Il silenzio? Tacere nel
rimbombo delle voci ?
Di contro non parlarne, provo un
disgusto verso me stesso in neutralità / mi renderei complice sia
con l’egocentrismo degli indifferenti sia con la coralità
del tanto per parlare mentre la società va in balia del
mondo.
Pressato da tali problemi / il
subire una posta in gioco in cui l’individuo viene soltanto
considerato indirettamente; direttamente, in mistica
coralità, nella sua disperazione / la casualità della
lettura della frase di Habermas e l’immediato flusso illuminante
decidono sulla scelta di annotare queste mie osservazioni.
Altra postilla –
rimuovere un accento: dalla verità all’effetto
solvente di un pensiero scientifico, filosofico, politico,
economico, teologico…avvincente e trascinante / retaggio di
una egemonia culturale: mi sono di conforto Foucault, Lacan,
Lévy-Leblond.
Ancora una glossa –
viviamo un salto di esperienza planetaria strutturata e
ordinata, basata su degli elementi semplici irriducibili,
ad una esperienza rapsodica e disorganica, basata
dalla riducibilità di quegli stessi elementi semplici:
intreccio tra il fenomeno scientifico della complessità e
quello informatico della newonto(techno)logy, per dirla con
Duque (citato).
Al di là dell’effetto
solvente, retaggio, su cui mi soffermerò nella ripresa
dello scorrimento storico, solleverò all’attenzione, alcuni
elementi, per me, interessanti e vincolanti, per il tentativo
di scioglimento (?), del nostro problematico nodo o, più
realisticamente, sgravarlo dalla sua statica onticità.
Complessità – un
aspetto, suggeritomi dalla lettura del saggio su tale argomento da
Isabelle Stengers (Concetti nomadi, già citato)

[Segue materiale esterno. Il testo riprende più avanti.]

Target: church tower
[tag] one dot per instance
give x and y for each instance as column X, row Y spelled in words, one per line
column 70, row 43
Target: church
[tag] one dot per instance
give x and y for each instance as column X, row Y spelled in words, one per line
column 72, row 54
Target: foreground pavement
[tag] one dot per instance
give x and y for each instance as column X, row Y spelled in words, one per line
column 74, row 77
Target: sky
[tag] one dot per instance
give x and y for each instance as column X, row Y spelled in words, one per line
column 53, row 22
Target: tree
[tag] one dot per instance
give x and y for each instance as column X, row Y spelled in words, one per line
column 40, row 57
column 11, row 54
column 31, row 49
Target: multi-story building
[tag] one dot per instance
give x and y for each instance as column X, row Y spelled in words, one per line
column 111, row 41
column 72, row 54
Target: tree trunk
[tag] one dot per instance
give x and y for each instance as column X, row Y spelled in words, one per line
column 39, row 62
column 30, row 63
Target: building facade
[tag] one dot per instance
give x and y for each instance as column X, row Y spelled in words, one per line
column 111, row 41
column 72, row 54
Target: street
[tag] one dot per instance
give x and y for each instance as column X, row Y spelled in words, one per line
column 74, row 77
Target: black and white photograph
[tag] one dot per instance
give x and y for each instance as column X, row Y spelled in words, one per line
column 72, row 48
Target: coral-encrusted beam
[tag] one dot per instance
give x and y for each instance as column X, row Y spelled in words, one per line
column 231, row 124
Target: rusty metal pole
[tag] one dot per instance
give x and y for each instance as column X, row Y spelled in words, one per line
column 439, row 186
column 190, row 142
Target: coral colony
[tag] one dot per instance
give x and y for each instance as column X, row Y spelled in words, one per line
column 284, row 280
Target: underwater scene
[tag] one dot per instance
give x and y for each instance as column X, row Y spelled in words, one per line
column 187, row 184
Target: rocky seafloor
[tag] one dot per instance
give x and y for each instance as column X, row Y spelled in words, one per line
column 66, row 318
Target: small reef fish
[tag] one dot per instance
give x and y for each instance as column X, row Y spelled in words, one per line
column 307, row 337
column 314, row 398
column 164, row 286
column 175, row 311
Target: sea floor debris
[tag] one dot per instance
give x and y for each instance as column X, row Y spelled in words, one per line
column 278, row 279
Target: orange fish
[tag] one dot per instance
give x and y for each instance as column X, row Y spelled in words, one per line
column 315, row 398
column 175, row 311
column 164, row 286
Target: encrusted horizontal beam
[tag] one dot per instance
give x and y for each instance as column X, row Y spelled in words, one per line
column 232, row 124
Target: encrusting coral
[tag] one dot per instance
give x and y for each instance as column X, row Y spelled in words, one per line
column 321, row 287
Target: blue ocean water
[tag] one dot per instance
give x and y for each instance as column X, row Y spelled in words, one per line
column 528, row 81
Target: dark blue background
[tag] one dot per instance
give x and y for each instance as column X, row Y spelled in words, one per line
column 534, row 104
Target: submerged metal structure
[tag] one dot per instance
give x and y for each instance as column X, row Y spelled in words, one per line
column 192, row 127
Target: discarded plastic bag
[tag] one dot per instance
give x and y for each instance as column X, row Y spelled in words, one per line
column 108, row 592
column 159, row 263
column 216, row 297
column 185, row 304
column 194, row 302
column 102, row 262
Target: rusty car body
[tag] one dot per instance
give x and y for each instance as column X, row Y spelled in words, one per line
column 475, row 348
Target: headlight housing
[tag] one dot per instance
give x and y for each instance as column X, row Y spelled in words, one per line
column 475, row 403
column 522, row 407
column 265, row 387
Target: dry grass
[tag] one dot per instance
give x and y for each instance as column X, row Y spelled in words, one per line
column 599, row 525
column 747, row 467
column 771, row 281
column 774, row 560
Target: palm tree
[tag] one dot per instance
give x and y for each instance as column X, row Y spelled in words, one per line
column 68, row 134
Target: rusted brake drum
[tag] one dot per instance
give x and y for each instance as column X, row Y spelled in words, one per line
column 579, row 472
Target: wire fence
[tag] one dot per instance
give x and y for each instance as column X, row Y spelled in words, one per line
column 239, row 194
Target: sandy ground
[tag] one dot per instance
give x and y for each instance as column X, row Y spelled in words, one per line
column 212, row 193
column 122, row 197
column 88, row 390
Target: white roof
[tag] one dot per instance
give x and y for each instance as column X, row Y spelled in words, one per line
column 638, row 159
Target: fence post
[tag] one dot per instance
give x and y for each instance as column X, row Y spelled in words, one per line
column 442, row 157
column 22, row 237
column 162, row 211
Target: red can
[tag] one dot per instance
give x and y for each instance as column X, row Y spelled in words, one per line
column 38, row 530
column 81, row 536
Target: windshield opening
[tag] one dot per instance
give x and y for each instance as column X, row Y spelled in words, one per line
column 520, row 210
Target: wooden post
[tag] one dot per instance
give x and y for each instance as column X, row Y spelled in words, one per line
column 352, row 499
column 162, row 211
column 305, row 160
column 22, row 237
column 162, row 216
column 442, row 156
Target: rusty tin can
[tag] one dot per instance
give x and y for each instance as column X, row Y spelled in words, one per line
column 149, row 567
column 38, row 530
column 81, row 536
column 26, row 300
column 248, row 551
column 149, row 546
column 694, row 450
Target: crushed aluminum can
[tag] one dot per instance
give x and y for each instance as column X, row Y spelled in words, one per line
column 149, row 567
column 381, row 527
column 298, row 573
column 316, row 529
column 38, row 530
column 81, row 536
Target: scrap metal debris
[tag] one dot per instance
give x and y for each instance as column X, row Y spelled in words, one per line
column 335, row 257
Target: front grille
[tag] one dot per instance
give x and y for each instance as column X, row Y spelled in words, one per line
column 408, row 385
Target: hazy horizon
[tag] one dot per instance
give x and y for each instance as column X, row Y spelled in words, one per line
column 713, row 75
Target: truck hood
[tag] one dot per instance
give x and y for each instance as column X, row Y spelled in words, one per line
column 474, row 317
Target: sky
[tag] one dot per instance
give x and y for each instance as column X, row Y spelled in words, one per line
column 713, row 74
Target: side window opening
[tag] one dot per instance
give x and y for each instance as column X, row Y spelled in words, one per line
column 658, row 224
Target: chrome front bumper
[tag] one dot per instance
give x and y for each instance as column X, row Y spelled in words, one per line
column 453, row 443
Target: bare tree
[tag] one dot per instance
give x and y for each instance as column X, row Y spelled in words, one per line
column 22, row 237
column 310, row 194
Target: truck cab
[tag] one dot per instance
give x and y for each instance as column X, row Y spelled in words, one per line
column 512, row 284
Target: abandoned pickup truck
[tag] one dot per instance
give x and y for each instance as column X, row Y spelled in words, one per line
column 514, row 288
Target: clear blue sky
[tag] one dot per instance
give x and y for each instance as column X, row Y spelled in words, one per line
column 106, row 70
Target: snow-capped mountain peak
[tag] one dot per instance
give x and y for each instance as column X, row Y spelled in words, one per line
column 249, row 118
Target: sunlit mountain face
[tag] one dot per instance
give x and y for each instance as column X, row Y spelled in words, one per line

dà forza a quel tentativo e nello stesso tempo può far nascere una
riflessione in coralità differenziata dai vari punti di vista:
una premessa in parentesi: la
complessità si segnale per l’intreccio perturbante tra il
regime stazionario dei suoi attrattori e la dinamica frattale,
insorgente da attrattori che la Stengers definisce <strani>; la
riflessione che sollecito riguarda quest’ultimi, per l’effetto
solvente in positivo su quel nodo che ci affligge:
<essi impongono di pensare la
mappa dei problemi come un bilancio di esplorazioni locali, di
scoperte di possibilità di passaggio che non provano niente al di là
di se stesse, che non autorizzano né generalizzazioni né metodo>.
Una via da percorrere?
NewOnto(techno)logy –
delinea la convergenza tra Social Web e la Semantic Web
(hardware e software):
<è l’ordito sempre mobile
e sempre mutevole di relazioni instabili che formano noduli di
intensità in una Rete sempre in formazione e distruzione, come
risultato di incroci che aumentano o diminuiscono in base all’uso>.
Non si intessa con quell’altra
via, se la adoperiamo come prestazione?
Riflettiamo riflettendo in
noi fuori da quella condizione ideologico-culturale che ci rende
stranieri.
Rientro in me stesso, riallacciandomi al mio affanno.
Rientro in me stesso, riallacciandomi al mio affanno.